What’s running in production? Making your Docker images identifiable
You’ve just gotten a bug report from production, and you want to reproduce it on your local development machine. How do you make sure you’re running the exact same version of the production code on your local machine?
Using Docker images makes it easier, since you can download and run the same image. But that only works if you know what image is running in production.
In this article we’ll cover some of the ways you can make your Docker image identifiable and retrievable: tags, labels, and more.
Make it retrievable: storing tags on your image
Image names and their tags are not immutable; over time they can point to different images.
So for example as I’m writing this article the python:3.12 image includes Python 3.12.6, but in the past it included Python 3.12.5, before that 3.12.4, and so on.
That means if your production environment is running a container based off the Docker image yourapplication:latest, that can be different actual images at different times.
So the first thing to do is store tags that allow retrieving an image by its contents. Since you can have multiple tags for an image, you can in particular use the git hash, and then never overwrite that particular tag.
Let’s make a new git repository:
$ cd /tmp
$ git init myrepo
Initialized empty Git repository in /tmp/myrepo/.git/
$ cd myrepo
And add a Dockerfile in there:
FROM debian:12
ENTRYPOINT ["echo"]
And then commit it to the repository:
$ git add Dockerfile
$ git commit -m "my first commit"
$ git log
commit 45eefe34303296b0d8ed8e37c066ec9d676e1432 (HEAD -> master)
Author: Itamar Turner-Trauring <itamar@itamarst.org>
Date: Tue Sep 24 13:11:19 2019 -0400
my first commit
When we build the resulting image can give it multiple tags, including the git hash and branch:
$ GIT_COMMIT=$(git rev-parse --short HEAD)
$ GIT_BRANCH=$(git rev-parse --abbrev-ref HEAD)
$ echo $GIT_COMMIT $GIT_BRANCH
45eefe3 master
$ docker build -t myimage:commit-$GIT_COMMIT -t myimage:branch-$GIT_BRANCH .
$ docker image ls myimage
REPOSITORY TAG IMAGE ID CREATED SIZE
myimage branch-master f3119f0b1743 About an hour ago 202MB
myimage commit-45eefe3 f3119f0b1743 About an hour ago 202MB
These tags can be pushed to the registry, so you can retrieve images by git commit or branch. The branch tag won’t be stable, but that’s OK, we’ll still have the commit tag.
Make it identifiable: via Docker
The problem with tags is that they’re not embedded into the image.
So if you deployed yourimage:latest, you won’t know what other tags it used to have.
One solution is to embed the metadata as labels inside the image itself:
docker build -t myimage:latest --label git-commit=$GIT_COMMIT .
And you can use docker inspect to look at the label:
$ docker inspect myimage | grep "git-commit"
"LABEL git-commit=45eefe3"
"git-commit": "45eefe3",
"git-commit": "45eefe3",
Make it identifiable: via logs and public API
You can also use build arguments to customize the build; this allows you to pass in the git commit, store it in the image as a file, and then your application can include it in a status API endpoint, or as part of application logging on startup.
FROM debian:12
ARG git_commit
RUN echo $git_commit > /git-commit.txt
The ARG is a build argument you expect the image to take.

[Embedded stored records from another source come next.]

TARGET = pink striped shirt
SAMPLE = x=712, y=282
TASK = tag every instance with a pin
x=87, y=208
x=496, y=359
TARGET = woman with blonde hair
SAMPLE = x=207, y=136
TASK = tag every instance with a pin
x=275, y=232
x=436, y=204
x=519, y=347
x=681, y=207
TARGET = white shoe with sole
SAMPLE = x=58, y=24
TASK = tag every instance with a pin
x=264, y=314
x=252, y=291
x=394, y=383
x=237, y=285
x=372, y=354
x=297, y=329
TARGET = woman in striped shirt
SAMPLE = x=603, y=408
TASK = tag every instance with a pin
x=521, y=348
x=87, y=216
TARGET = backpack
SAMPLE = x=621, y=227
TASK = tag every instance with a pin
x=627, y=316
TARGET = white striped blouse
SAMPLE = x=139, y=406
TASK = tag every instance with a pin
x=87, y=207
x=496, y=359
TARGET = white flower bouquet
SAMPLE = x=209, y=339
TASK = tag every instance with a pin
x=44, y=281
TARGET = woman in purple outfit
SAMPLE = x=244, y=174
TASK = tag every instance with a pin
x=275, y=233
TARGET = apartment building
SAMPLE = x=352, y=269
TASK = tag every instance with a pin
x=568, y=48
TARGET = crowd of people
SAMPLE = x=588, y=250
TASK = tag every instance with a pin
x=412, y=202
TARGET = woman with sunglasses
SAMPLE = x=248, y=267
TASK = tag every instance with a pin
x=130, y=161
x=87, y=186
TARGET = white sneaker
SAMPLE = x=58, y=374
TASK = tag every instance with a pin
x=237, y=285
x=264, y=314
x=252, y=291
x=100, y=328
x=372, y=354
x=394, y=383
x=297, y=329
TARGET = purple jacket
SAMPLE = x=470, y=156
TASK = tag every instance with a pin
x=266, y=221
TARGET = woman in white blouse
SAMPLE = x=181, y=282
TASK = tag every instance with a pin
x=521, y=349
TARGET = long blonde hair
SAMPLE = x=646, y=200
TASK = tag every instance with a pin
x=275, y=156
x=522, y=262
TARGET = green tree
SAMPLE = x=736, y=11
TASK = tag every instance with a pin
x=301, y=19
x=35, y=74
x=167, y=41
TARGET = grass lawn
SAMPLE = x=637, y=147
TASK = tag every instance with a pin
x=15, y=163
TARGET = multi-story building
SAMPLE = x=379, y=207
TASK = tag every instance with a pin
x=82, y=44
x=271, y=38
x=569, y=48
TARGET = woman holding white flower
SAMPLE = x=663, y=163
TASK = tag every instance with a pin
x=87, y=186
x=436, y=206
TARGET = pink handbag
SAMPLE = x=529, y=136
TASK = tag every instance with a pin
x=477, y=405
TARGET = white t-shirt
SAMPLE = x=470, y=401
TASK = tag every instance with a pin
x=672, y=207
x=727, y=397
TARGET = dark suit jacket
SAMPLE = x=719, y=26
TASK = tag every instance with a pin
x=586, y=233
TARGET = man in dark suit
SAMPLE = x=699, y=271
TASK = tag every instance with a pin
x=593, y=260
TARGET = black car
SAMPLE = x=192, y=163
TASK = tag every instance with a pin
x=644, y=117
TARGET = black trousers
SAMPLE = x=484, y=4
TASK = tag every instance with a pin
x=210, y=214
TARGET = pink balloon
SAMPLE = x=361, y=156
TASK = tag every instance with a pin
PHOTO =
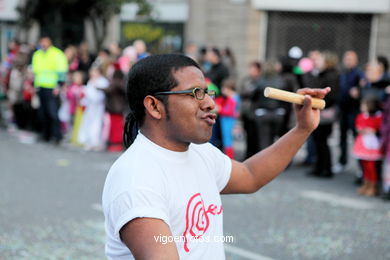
x=306, y=64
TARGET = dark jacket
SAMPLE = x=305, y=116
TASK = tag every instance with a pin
x=115, y=97
x=217, y=74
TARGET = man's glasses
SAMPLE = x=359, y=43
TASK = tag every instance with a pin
x=198, y=93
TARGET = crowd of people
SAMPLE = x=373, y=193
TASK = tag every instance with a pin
x=69, y=95
x=77, y=96
x=358, y=104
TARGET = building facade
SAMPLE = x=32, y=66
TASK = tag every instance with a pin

And then we can pass it in:
$ docker build -t myimage --build-arg git_commit=$GIT_COMMIT .
$ docker run -it myimage
$ docker run -ti myimage
[root@6d9d99b56d9b /]# cat /git-commit.txt
45eefe3
Your code can then load git-commit.txt and put it in logs, or include as part of a /status API endpoint.
Summary
To make it easy to identify images you’re using in production:
- Store labels and on-disk data to make images identifiable via git commit and branch.
- Push tags for each image with git commit and branch so you can retrieve images later on once you’ve identified what’s running in production.